I'm getting a stone, and I'm going to lap it on a coarse diamond wheel. I'm also going to make some burr files. I want to see what they can do. Meanwhile, I am looking into getting a couple of ground stones with lips on the sides.


----------



## Janderso (Feb 4, 2020)

I am one of the lucky ones that went to Bob's shop and had a set of Norton stones precision ground.
I use them all the time.


----------



## ErichKeane (Mar 2, 2020)

I ended up doing exactly as Bob did this weekend!  I picked up the shars wheel + 6 (actually 7 due to a broken one!) stones and ground them in!  I didn't do the step, but I did grind 4 sides and they turned out great.  It took me way less time that I expected it would, only ~2 hours for 6 stones with 2 people.


----------



## Janderso (Mar 2, 2020)

I just read on another site a guy that was asking about how to clean up/refurbish his ways.
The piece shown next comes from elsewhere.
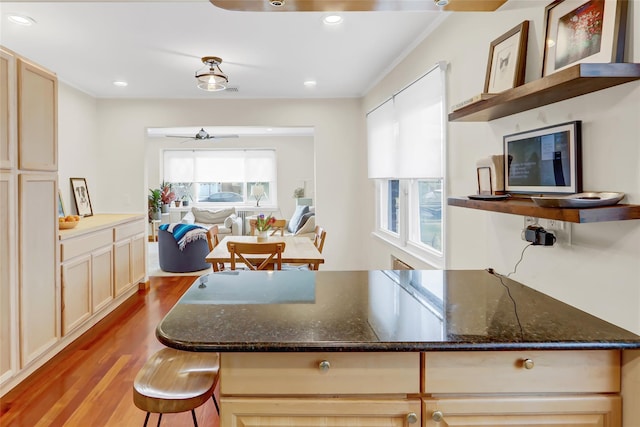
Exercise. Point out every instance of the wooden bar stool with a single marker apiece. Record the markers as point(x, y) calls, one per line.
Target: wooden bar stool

He was wondering if he could use India stones right out of the box?
I wouldn't want that lathe.


----------



## ErichKeane (Mar 2, 2020)

Janderso said:


> I just read on another site a guy that was asking about how to clean up/refurbish his ways. He was wondering if he could use India stones right out of the box?
> I wouldn't want that lathe.


Yikes! Even the Norton ones I got were no where near flat.  Now that I've seen them, I wouldn't want to flatten anything with them unground!


----------